BANJIR DI ACEH : FAKTOR PENYEBAB, DAMPAK DAN IMPLIKASINYA

 

Prolog

Berdasarkan kajian data time series selama beberapa tahun,  perhitungan, simulasi dan  modeling matematis, di masa depan Aceh bakal lebih sering mengalami banjir dan tiap tahun ke depan, frekuensi, intensitas, magnitude banjir dan luas  genangan banjir akan lebih luas lagi. Akibatnya sebagian besar dana APBN, APBD terserap untuk memperbaiki infrastruktur ( jalan, jembatan, tanggul, perumahan ) yang rusak akibat banjir. Banjir, banjir bandang dan tanah longsor jadi kejadian rutin dan pekerjaan  rutin. Akibat selanjutnya, porsi dana yang tersisa untuk pelaksanaan pembangunan yang dirancang untuk menggerakkan perekonomian di sektor ril, semakin kecil. Akibat berikutnya laju pembangunan di Aceh akan melambat, bahkan stagnan, nilai indeks pembangunan manusia akan menurun dan kesenjangan tingkat kesejahteraan antara Aceh dengan provinsi lain akan semakin lebar. Skenario ini pasti akan terjadi, sifatnya matematis dan masa depan suram untuk Aceh sudah terbayang. Jika tidak ada perubahan secara struktural, mendasar dalam manajemen pembangunan Aceh, maka Aceh akan menambah panjang daftar pembuktian empirik atas kebenaran dalil kutukan sumberdaya alam. Dalil itu mengatakan bahwa daerah / negara yang memiliki kekayaan sumberdaya alam yang besar, wajib memiliki kapasitas sumberdaya manusia dan sumberdaya budaya yang besar. Ketimpangan kapasitas ke tiga sumberdaya itu, akan menimbulkan bencana akut. Jika Aceh ingin dapat terbebas dari kutukan tersebut, tidak ada pilihan lain selain memperbesar kapasitas sumberdaya manusia dan sumberdaya budaya.

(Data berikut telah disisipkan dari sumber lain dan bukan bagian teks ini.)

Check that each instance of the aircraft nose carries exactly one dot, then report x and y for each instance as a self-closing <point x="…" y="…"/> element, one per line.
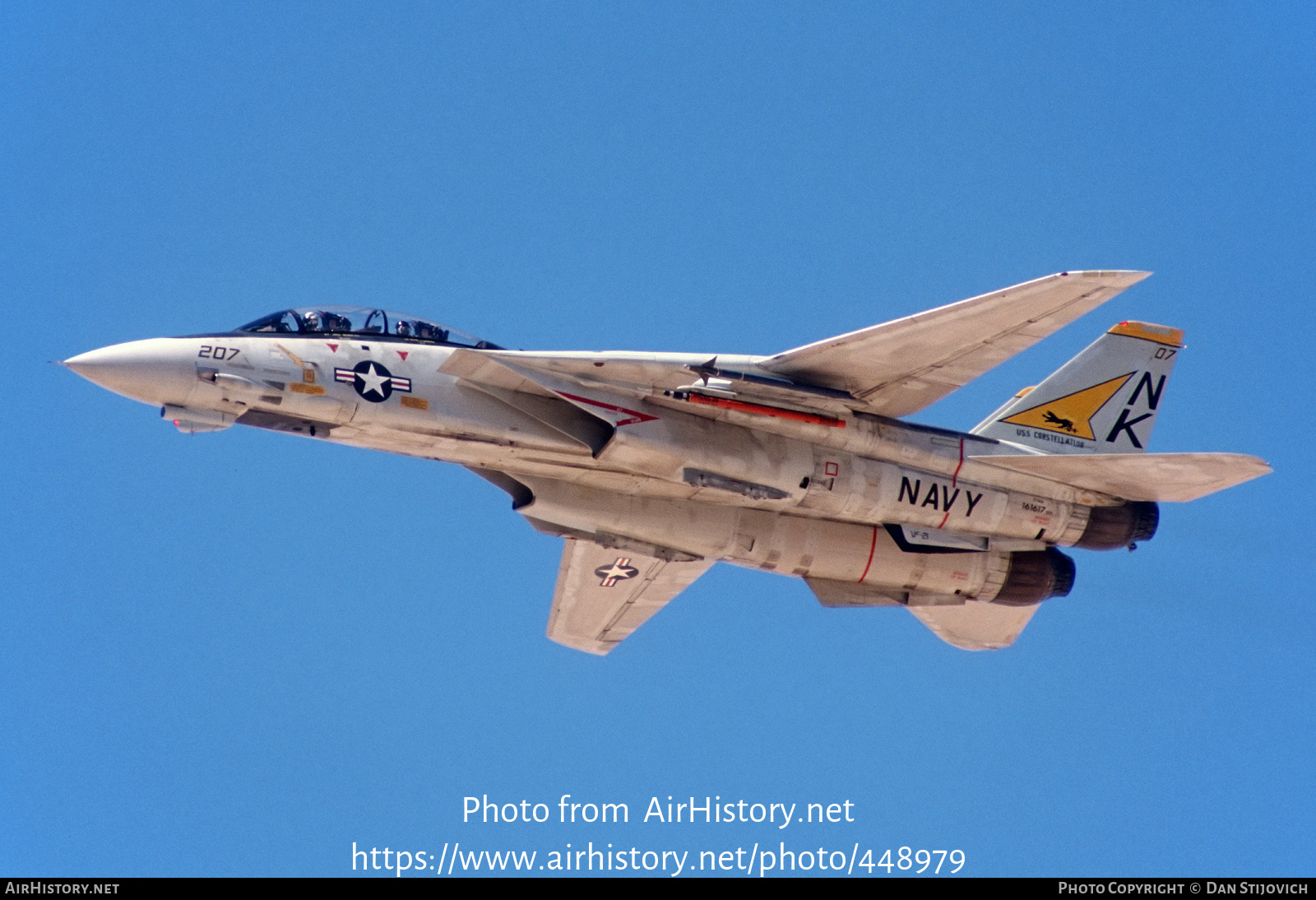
<point x="153" y="371"/>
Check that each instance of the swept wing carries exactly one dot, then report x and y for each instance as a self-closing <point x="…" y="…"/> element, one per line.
<point x="1164" y="476"/>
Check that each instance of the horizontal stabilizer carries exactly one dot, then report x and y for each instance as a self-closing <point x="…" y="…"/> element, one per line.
<point x="901" y="366"/>
<point x="1161" y="476"/>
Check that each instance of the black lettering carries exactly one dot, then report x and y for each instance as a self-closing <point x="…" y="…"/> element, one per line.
<point x="1122" y="425"/>
<point x="1153" y="395"/>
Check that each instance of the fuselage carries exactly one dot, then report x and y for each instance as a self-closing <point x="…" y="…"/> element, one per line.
<point x="786" y="492"/>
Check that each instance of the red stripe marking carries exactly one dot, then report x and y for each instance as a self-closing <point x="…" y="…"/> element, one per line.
<point x="872" y="550"/>
<point x="954" y="478"/>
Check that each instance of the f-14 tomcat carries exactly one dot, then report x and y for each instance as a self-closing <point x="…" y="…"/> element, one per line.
<point x="656" y="466"/>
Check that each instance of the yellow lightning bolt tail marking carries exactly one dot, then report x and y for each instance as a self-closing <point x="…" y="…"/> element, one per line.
<point x="1074" y="410"/>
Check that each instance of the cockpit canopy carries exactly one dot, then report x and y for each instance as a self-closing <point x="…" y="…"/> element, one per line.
<point x="364" y="322"/>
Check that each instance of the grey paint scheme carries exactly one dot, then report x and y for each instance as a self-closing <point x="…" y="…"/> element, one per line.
<point x="790" y="463"/>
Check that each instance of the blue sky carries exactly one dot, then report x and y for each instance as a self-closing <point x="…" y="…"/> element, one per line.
<point x="240" y="653"/>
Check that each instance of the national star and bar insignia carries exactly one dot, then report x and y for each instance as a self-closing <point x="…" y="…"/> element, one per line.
<point x="373" y="382"/>
<point x="619" y="571"/>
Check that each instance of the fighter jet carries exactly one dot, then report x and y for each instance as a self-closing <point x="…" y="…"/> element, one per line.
<point x="653" y="466"/>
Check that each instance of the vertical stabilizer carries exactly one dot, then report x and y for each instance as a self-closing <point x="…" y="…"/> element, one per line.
<point x="1103" y="401"/>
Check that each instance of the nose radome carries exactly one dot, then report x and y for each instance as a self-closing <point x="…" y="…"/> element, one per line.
<point x="155" y="371"/>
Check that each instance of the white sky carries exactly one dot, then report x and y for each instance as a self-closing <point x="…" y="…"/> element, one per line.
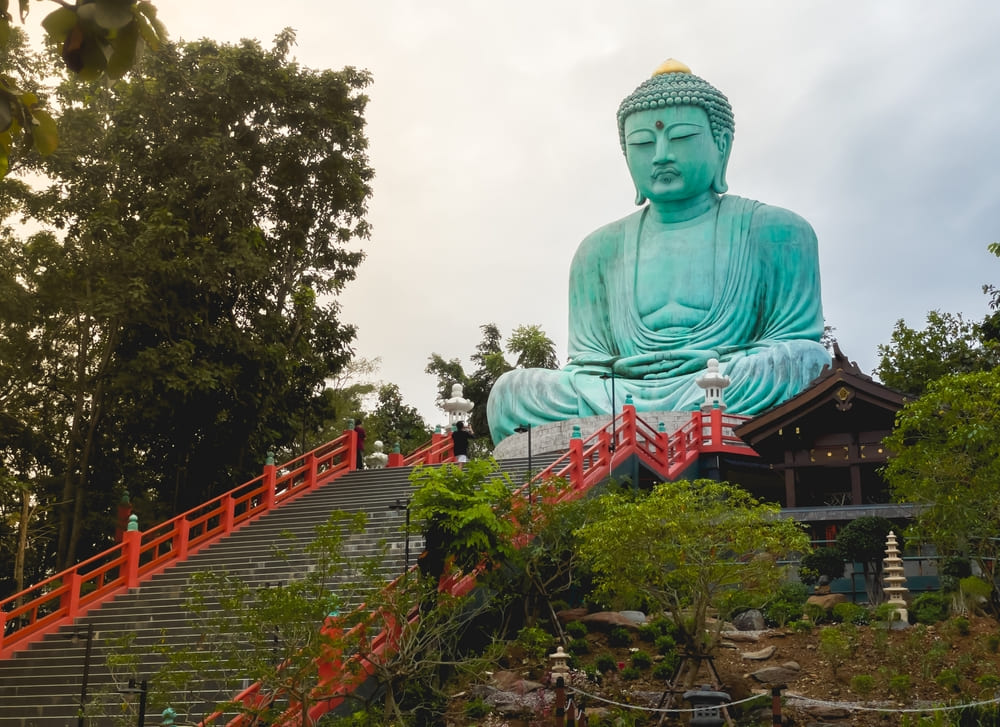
<point x="493" y="138"/>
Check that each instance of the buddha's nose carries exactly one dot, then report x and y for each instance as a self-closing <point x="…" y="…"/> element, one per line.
<point x="664" y="150"/>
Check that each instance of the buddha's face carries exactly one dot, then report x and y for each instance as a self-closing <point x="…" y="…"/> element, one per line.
<point x="671" y="153"/>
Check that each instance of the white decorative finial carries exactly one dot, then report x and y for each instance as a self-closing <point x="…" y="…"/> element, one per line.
<point x="458" y="407"/>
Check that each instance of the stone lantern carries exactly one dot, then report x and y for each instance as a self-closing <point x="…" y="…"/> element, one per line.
<point x="457" y="406"/>
<point x="560" y="663"/>
<point x="378" y="458"/>
<point x="713" y="383"/>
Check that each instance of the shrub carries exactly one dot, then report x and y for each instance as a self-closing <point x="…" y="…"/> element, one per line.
<point x="787" y="603"/>
<point x="948" y="679"/>
<point x="606" y="663"/>
<point x="885" y="612"/>
<point x="899" y="684"/>
<point x="959" y="626"/>
<point x="665" y="669"/>
<point x="931" y="607"/>
<point x="851" y="613"/>
<point x="821" y="562"/>
<point x="862" y="684"/>
<point x="665" y="644"/>
<point x="619" y="636"/>
<point x="815" y="613"/>
<point x="835" y="647"/>
<point x="578" y="647"/>
<point x="477" y="708"/>
<point x="642" y="660"/>
<point x="988" y="682"/>
<point x="975" y="592"/>
<point x="648" y="633"/>
<point x="631" y="673"/>
<point x="537" y="642"/>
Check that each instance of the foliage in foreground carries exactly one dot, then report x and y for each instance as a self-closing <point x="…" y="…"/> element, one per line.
<point x="684" y="549"/>
<point x="946" y="458"/>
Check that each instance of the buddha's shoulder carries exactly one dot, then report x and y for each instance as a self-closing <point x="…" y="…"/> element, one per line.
<point x="777" y="224"/>
<point x="607" y="238"/>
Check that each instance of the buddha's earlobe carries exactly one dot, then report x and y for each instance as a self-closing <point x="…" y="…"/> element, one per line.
<point x="719" y="185"/>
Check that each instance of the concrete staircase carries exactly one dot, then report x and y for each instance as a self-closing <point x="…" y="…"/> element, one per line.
<point x="41" y="686"/>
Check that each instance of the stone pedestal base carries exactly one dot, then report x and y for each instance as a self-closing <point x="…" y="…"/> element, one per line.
<point x="554" y="437"/>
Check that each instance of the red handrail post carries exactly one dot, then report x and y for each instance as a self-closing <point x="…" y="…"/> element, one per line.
<point x="434" y="456"/>
<point x="72" y="600"/>
<point x="628" y="422"/>
<point x="716" y="419"/>
<point x="311" y="477"/>
<point x="270" y="477"/>
<point x="352" y="447"/>
<point x="183" y="530"/>
<point x="662" y="444"/>
<point x="132" y="541"/>
<point x="228" y="513"/>
<point x="576" y="458"/>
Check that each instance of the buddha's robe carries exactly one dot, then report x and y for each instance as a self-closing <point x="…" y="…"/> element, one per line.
<point x="763" y="325"/>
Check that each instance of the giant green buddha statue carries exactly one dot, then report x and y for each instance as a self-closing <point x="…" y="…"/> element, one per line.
<point x="694" y="274"/>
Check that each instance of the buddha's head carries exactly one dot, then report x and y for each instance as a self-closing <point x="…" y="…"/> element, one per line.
<point x="673" y="95"/>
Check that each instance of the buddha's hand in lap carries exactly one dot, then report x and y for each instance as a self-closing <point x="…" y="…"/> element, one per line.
<point x="664" y="364"/>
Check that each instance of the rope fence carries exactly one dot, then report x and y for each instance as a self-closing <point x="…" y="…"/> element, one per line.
<point x="851" y="706"/>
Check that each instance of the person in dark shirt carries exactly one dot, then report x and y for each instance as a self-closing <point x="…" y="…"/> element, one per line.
<point x="460" y="442"/>
<point x="361" y="442"/>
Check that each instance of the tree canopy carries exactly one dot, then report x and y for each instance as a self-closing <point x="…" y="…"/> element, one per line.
<point x="685" y="548"/>
<point x="96" y="39"/>
<point x="533" y="347"/>
<point x="176" y="317"/>
<point x="946" y="458"/>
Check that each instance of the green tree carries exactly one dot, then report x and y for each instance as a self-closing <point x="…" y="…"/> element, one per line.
<point x="295" y="637"/>
<point x="948" y="345"/>
<point x="863" y="541"/>
<point x="394" y="421"/>
<point x="533" y="348"/>
<point x="683" y="549"/>
<point x="97" y="39"/>
<point x="463" y="513"/>
<point x="205" y="216"/>
<point x="946" y="459"/>
<point x="547" y="566"/>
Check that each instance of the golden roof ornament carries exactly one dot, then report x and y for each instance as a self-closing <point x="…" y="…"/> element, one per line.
<point x="671" y="66"/>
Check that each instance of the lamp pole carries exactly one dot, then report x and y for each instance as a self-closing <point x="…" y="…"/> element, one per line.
<point x="89" y="636"/>
<point x="614" y="411"/>
<point x="400" y="505"/>
<point x="521" y="430"/>
<point x="142" y="691"/>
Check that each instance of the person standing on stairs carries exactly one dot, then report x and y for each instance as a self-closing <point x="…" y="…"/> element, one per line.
<point x="360" y="431"/>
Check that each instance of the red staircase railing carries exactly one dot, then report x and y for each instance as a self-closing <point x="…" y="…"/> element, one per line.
<point x="27" y="616"/>
<point x="585" y="464"/>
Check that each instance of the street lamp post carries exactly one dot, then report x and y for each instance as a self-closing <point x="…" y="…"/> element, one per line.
<point x="521" y="430"/>
<point x="89" y="636"/>
<point x="614" y="411"/>
<point x="404" y="506"/>
<point x="142" y="691"/>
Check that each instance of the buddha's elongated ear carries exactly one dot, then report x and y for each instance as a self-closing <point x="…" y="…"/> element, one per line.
<point x="719" y="185"/>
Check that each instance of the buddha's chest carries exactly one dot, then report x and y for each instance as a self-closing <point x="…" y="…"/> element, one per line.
<point x="675" y="276"/>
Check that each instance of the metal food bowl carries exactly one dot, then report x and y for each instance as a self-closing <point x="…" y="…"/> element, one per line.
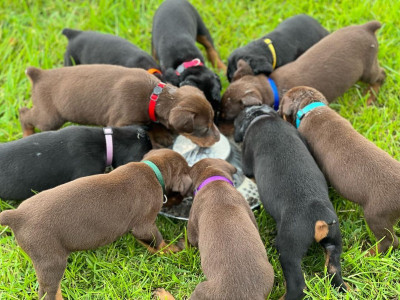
<point x="224" y="149"/>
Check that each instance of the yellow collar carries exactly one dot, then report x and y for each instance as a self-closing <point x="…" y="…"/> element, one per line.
<point x="272" y="49"/>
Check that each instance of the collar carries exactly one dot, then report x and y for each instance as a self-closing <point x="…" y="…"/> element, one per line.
<point x="272" y="50"/>
<point x="188" y="64"/>
<point x="156" y="171"/>
<point x="211" y="179"/>
<point x="305" y="110"/>
<point x="275" y="92"/>
<point x="109" y="146"/>
<point x="154" y="70"/>
<point x="153" y="100"/>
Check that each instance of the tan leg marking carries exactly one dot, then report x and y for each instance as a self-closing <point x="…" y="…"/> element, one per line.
<point x="59" y="294"/>
<point x="321" y="230"/>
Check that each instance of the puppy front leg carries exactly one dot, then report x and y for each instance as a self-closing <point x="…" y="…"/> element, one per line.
<point x="27" y="127"/>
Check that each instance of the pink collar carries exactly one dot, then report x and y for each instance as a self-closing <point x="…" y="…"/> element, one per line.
<point x="188" y="64"/>
<point x="109" y="145"/>
<point x="211" y="179"/>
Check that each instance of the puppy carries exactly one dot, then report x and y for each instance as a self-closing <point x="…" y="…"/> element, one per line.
<point x="332" y="66"/>
<point x="283" y="45"/>
<point x="222" y="225"/>
<point x="90" y="47"/>
<point x="176" y="27"/>
<point x="48" y="159"/>
<point x="109" y="95"/>
<point x="93" y="211"/>
<point x="293" y="191"/>
<point x="354" y="166"/>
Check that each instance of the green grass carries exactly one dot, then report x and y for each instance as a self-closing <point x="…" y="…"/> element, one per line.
<point x="30" y="35"/>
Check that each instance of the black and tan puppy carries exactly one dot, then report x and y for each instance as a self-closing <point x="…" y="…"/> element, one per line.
<point x="354" y="166"/>
<point x="93" y="211"/>
<point x="284" y="44"/>
<point x="91" y="47"/>
<point x="108" y="95"/>
<point x="293" y="191"/>
<point x="331" y="66"/>
<point x="222" y="225"/>
<point x="48" y="159"/>
<point x="176" y="27"/>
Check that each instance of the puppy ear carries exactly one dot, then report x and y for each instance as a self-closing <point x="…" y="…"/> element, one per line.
<point x="183" y="185"/>
<point x="227" y="167"/>
<point x="243" y="69"/>
<point x="181" y="120"/>
<point x="261" y="65"/>
<point x="249" y="100"/>
<point x="171" y="77"/>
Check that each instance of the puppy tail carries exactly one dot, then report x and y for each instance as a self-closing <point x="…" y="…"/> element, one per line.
<point x="70" y="33"/>
<point x="373" y="26"/>
<point x="33" y="73"/>
<point x="7" y="217"/>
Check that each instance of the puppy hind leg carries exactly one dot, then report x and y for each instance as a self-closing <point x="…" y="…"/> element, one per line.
<point x="49" y="272"/>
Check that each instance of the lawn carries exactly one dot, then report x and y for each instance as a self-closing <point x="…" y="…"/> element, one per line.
<point x="30" y="35"/>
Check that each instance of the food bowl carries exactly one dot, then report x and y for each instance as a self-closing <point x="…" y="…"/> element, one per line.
<point x="224" y="149"/>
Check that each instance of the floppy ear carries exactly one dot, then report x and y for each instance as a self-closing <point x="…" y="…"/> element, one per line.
<point x="242" y="69"/>
<point x="183" y="185"/>
<point x="227" y="167"/>
<point x="249" y="100"/>
<point x="181" y="120"/>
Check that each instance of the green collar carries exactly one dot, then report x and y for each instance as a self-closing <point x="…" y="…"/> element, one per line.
<point x="156" y="171"/>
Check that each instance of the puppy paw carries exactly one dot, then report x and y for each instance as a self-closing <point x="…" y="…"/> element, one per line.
<point x="162" y="294"/>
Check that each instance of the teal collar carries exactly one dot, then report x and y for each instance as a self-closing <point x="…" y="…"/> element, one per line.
<point x="156" y="171"/>
<point x="306" y="109"/>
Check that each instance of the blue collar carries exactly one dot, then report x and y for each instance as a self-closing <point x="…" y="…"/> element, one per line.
<point x="275" y="92"/>
<point x="306" y="109"/>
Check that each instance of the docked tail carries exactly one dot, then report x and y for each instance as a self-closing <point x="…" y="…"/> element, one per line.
<point x="70" y="33"/>
<point x="373" y="26"/>
<point x="33" y="73"/>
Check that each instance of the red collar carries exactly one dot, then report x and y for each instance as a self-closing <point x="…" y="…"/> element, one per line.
<point x="153" y="100"/>
<point x="188" y="64"/>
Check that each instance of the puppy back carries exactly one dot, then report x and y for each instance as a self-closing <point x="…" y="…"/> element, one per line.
<point x="70" y="33"/>
<point x="33" y="73"/>
<point x="373" y="26"/>
<point x="7" y="217"/>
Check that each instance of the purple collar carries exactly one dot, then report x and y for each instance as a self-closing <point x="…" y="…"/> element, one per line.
<point x="211" y="179"/>
<point x="109" y="145"/>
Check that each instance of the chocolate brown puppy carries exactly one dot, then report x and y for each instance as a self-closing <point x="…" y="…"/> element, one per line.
<point x="331" y="66"/>
<point x="108" y="95"/>
<point x="284" y="44"/>
<point x="93" y="211"/>
<point x="354" y="166"/>
<point x="222" y="225"/>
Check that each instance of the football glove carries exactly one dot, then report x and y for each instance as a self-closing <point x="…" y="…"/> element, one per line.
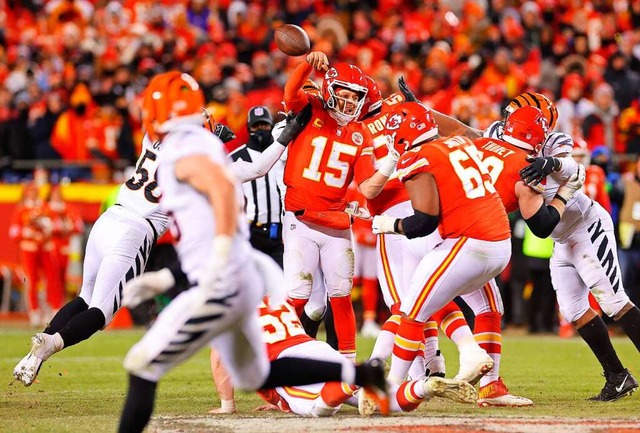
<point x="224" y="133"/>
<point x="404" y="88"/>
<point x="295" y="125"/>
<point x="146" y="286"/>
<point x="573" y="184"/>
<point x="354" y="209"/>
<point x="538" y="169"/>
<point x="383" y="224"/>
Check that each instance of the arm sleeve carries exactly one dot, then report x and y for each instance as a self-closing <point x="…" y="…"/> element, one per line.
<point x="544" y="221"/>
<point x="294" y="97"/>
<point x="247" y="171"/>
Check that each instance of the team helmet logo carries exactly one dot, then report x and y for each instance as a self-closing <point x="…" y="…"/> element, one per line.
<point x="394" y="122"/>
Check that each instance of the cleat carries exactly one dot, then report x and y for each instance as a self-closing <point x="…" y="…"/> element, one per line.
<point x="496" y="394"/>
<point x="374" y="391"/>
<point x="617" y="386"/>
<point x="42" y="347"/>
<point x="435" y="366"/>
<point x="456" y="390"/>
<point x="370" y="329"/>
<point x="474" y="364"/>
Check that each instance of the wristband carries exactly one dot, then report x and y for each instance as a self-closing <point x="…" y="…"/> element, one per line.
<point x="559" y="197"/>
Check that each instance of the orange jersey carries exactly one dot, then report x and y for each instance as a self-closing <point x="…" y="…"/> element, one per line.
<point x="394" y="191"/>
<point x="320" y="162"/>
<point x="504" y="163"/>
<point x="281" y="328"/>
<point x="595" y="186"/>
<point x="361" y="229"/>
<point x="469" y="203"/>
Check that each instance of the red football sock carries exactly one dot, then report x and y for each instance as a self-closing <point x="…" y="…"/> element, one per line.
<point x="299" y="304"/>
<point x="410" y="395"/>
<point x="335" y="393"/>
<point x="369" y="298"/>
<point x="345" y="324"/>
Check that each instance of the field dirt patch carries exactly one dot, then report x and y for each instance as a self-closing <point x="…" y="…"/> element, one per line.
<point x="403" y="423"/>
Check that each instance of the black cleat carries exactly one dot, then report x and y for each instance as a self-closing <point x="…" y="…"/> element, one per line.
<point x="370" y="376"/>
<point x="618" y="385"/>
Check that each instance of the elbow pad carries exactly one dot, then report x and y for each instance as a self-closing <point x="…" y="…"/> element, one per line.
<point x="544" y="221"/>
<point x="419" y="224"/>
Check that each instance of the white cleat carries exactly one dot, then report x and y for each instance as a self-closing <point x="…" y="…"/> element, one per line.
<point x="496" y="394"/>
<point x="473" y="365"/>
<point x="367" y="404"/>
<point x="370" y="329"/>
<point x="42" y="347"/>
<point x="436" y="366"/>
<point x="456" y="390"/>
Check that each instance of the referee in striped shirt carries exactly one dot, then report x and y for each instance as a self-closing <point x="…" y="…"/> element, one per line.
<point x="262" y="196"/>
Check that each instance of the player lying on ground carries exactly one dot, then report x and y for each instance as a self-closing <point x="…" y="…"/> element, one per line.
<point x="285" y="337"/>
<point x="117" y="250"/>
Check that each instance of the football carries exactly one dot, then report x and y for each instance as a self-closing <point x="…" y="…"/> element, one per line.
<point x="292" y="40"/>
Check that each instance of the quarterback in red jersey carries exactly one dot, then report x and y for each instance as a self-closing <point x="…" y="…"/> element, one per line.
<point x="319" y="168"/>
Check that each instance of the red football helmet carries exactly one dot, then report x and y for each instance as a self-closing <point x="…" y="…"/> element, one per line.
<point x="373" y="101"/>
<point x="410" y="124"/>
<point x="526" y="128"/>
<point x="169" y="98"/>
<point x="349" y="77"/>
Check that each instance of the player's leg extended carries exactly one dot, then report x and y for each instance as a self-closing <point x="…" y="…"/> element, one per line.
<point x="184" y="327"/>
<point x="337" y="262"/>
<point x="486" y="304"/>
<point x="596" y="260"/>
<point x="366" y="263"/>
<point x="449" y="270"/>
<point x="301" y="259"/>
<point x="572" y="295"/>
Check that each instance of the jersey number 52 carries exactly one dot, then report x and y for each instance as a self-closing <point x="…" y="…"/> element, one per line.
<point x="141" y="178"/>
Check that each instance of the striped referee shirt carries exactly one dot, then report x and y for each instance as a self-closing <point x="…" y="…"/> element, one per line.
<point x="262" y="196"/>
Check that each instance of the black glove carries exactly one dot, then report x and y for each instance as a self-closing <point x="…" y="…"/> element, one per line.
<point x="538" y="169"/>
<point x="408" y="94"/>
<point x="224" y="133"/>
<point x="295" y="125"/>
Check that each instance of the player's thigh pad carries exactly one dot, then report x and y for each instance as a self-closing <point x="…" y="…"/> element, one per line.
<point x="366" y="258"/>
<point x="301" y="256"/>
<point x="571" y="292"/>
<point x="595" y="257"/>
<point x="337" y="261"/>
<point x="487" y="299"/>
<point x="186" y="325"/>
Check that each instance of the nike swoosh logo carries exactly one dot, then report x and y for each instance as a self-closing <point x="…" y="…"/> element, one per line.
<point x="619" y="388"/>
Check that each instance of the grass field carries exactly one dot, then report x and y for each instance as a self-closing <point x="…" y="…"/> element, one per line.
<point x="82" y="389"/>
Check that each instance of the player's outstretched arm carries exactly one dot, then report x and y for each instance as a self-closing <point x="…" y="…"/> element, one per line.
<point x="283" y="134"/>
<point x="425" y="201"/>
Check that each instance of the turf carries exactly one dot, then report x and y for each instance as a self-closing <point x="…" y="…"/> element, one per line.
<point x="83" y="387"/>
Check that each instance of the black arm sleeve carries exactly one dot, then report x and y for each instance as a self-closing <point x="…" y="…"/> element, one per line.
<point x="419" y="224"/>
<point x="544" y="221"/>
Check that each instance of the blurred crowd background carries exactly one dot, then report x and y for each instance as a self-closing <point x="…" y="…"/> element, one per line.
<point x="72" y="73"/>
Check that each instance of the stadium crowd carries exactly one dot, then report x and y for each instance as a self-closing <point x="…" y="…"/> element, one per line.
<point x="72" y="73"/>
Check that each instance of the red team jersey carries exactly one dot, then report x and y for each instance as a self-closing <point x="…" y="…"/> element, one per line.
<point x="504" y="163"/>
<point x="281" y="328"/>
<point x="469" y="203"/>
<point x="394" y="191"/>
<point x="320" y="162"/>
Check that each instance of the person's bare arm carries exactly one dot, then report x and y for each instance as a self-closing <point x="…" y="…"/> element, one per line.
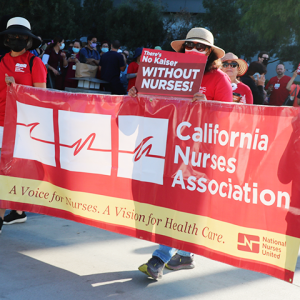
<point x="288" y="86"/>
<point x="40" y="84"/>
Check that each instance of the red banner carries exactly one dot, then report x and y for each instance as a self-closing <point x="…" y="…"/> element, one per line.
<point x="217" y="179"/>
<point x="170" y="73"/>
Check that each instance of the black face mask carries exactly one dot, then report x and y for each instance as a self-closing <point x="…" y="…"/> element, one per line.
<point x="16" y="45"/>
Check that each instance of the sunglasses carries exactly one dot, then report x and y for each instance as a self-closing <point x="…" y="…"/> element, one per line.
<point x="20" y="36"/>
<point x="232" y="64"/>
<point x="198" y="46"/>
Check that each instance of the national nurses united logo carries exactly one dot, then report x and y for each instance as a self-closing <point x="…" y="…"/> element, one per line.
<point x="248" y="243"/>
<point x="142" y="148"/>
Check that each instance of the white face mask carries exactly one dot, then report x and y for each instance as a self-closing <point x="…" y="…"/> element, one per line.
<point x="195" y="50"/>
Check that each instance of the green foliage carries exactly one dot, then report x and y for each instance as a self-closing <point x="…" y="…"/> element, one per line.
<point x="136" y="23"/>
<point x="223" y="19"/>
<point x="276" y="20"/>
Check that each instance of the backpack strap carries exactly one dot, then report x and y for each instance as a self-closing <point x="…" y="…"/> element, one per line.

Banjir yang terjadi pada akhir bulan Oktober dan awal November 2022, melanda Kabupaten kabupaten Aceh Tamiang,  Aceh Timur. Aceh Tenggara, Aceh Selatan, Aceh Tengah, Nagan Raya, Gayo Lues, Kota Subulussalam. Di Kabupaten Aceh Tamiang saja, luas genangan banjir meliputi 12 Kecamatan, 10.413 keluarga terdampak, 7.400 orang mengungsi. Momen banjir tahun ini harusnya menyadarkan Pemerintah Aceh untuk melakukan perubahan mendasar dalam paradigma pembangunan. Perhatian ekstra harus difokuskan pada pembenahan di sektor hulu, yaitu memperbaiki neraca hidrologi, karena bencana banjir disebabkan oleh faktor faktor hidroklimat. Manajemen keairan mutlak diperbaiki total, sehingga dapat menekan amplitudo aliran mantab. Dengan demikian pada musim kemarau, air tetap tersedia dan di musim hujan, air tidak melimpah ruah. Tulisan ini berusaha membongkar akar penyebab banjir di Aceh. Pendekatan yang digunakan di sini juga dapat diterapkan untuk menelaah masalah masalah lain. 


Problem Manajemen

Setelah melakukan perenungan dan kajian mendalam atas literatur dan fakta empirik, faktor penyebab banjir di Aceh bukan disebabkan oleh penebangan pohon di areal hutan, tetapi bersumber pada masalah masalah  manajemen. Problem manajemen Pemerintahan Aceh dalam masalah banjir dan tanah longsor dapat diidentifikasi, diantaranya adalah kesalahan memahami dan menerapkan konsep pengelolaan.  Konsep pengelolaan menurut literatur adalah serangkaian kegiatan yang dimulai dari adanya komitmen yang kuat dari pimpinan puncak dan konsisten untuk berbuat yang terbaik. Tanpa komitmen disertai konsistensi sikap, semua program tidak akan berhasil optimal. Setelah ada komitmen, disusun perencanaan program yang komphrehensif. Dalam tahap ini sudah dikaji berbagai dampak negatif dan risiko yang bakal timbul. Kajian itu meliputi kegiatan identifikasi dampak dan risiko, analisis dampak dan risiko, evaluasi dampak dan risiko, mitigasi dampak dan risiko. 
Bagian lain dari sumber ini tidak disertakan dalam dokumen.